Taken together, our results suggest that large-scale dinosaur phylogeny is much more poorly understood than commonly acknowledged. In particular, despite the widespread perception that saurischian monophyly is challenged primarily by the recently proposed Ornithoscelida hypothesis95,96,97, the earlier Ornithischiformes hypothesis receives comparable support, and is in fact weakly preferred when the LEA dataset is analyzed using maximum likelihood (Table 3). Additional support for Ornithischiformes was also recently detected in an independent dataset98. Moreover, not only the three major hypotheses—Saurischia, Ornithischiformes, and Ornithoscelida—but also a number of their variations nesting the ornithischians deep within Sauropodomorpha or Theropoda (Supplementary Figs. 2, 6, 1618) cannot be ruled out at present. Indeed, the specific variation on the Ornithischiformes topology recovered in this study shows the ornithischians to be not just sister to, but rather nested within Sauropodomorpha, with a clade of Carnian to early Norian sauropodomorphs (approximately corresponding to Guaibasauridae of ref.99 or Saturnaliidae of ref.72) branching off before the ornithischians. This result is consistent with a phylogeny inferred from the LEA dataset by Parry et al.28 using time-free Bayesian inference, showing that the two model-based methods yield topologies that are much more similar to each other than to those favored by parsimony. By positing an early divergence of the early Late Triassic sauropodomorphs, this scenario helps reduce the temporal gap between the first appearance of Ornithischia and its sister group23, and shows remarkable congruence with the early suggestions that the ornithischians may have arisen from within “prosauropods”7,8,9,14.

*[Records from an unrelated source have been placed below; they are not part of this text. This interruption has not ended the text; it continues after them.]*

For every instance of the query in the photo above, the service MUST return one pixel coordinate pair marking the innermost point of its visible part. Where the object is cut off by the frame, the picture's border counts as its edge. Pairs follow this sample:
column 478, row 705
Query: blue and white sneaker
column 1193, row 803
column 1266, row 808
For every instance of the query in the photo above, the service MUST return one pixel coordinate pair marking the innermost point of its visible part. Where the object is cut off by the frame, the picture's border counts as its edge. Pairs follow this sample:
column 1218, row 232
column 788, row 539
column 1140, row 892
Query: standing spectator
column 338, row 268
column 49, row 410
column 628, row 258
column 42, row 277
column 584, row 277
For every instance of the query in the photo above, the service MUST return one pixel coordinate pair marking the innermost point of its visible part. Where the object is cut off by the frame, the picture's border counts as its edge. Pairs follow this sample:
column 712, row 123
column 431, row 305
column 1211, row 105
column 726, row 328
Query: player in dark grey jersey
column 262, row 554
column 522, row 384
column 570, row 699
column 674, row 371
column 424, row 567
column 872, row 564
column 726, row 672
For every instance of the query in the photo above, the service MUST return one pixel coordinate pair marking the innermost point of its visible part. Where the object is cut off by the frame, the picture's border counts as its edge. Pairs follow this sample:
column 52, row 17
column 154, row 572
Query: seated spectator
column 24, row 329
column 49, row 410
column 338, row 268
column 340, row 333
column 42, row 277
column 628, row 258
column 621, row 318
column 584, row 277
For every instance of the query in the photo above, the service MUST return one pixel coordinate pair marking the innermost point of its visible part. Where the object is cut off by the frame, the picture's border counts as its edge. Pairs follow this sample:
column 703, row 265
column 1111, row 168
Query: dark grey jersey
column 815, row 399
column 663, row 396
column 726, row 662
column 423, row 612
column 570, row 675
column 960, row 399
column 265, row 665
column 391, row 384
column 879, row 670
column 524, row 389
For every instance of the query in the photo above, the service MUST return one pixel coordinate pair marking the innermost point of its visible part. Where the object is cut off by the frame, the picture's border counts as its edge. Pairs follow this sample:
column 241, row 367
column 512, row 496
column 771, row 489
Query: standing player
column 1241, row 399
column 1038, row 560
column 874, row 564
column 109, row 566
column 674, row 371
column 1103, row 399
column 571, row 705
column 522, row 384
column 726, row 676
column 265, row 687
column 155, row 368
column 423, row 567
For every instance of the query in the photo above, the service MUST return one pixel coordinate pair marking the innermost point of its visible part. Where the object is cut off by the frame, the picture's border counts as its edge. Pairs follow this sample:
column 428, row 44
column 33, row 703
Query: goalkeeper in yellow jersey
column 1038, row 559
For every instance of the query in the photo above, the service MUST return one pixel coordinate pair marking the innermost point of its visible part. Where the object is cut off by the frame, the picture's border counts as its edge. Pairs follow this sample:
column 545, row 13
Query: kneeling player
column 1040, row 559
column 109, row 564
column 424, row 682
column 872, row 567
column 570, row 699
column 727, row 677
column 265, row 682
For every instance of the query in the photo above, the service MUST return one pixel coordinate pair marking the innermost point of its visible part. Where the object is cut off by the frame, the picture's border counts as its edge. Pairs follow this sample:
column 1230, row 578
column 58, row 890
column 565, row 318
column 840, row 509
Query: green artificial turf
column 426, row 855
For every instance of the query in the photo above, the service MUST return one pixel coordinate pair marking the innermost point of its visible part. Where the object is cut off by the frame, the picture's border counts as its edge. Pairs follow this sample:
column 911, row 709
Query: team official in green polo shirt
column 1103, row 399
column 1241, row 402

Our findings suggest that higher-level dinosaur interrelationships represent a phylogenetic problem of considerable difficulty that is unlikely to be conclusively resolved by minor additions and superficial modifications to the datasets currently in use. While our investigation was limited to two such datasets19,21, there are few reasons to believe that other matrices currently employed by dinosaur paleontologists are free of the problems identified here. Indeed, the main alternative to the datasets examined here has repeatedly lent support to yet another nonstandard hypothesis nesting the putatively non-dinosaurian Silesauridae within Ornithischia96,100,101, indicating that the number of plausible early dinosaur phylogenies proliferates even further when not only the three major clades, but also species-poor lineages such as Herrerasauridae and Silesauridae are taken into consideration. As a result, the increasingly common practice of repeating comparative analyses under the Saurischia and Ornithoscelida topologies95,97,102 most likely severely understates the uncertainty associated with early dinosaur phylogeny, potentially leading to biased or overconfident conclusions.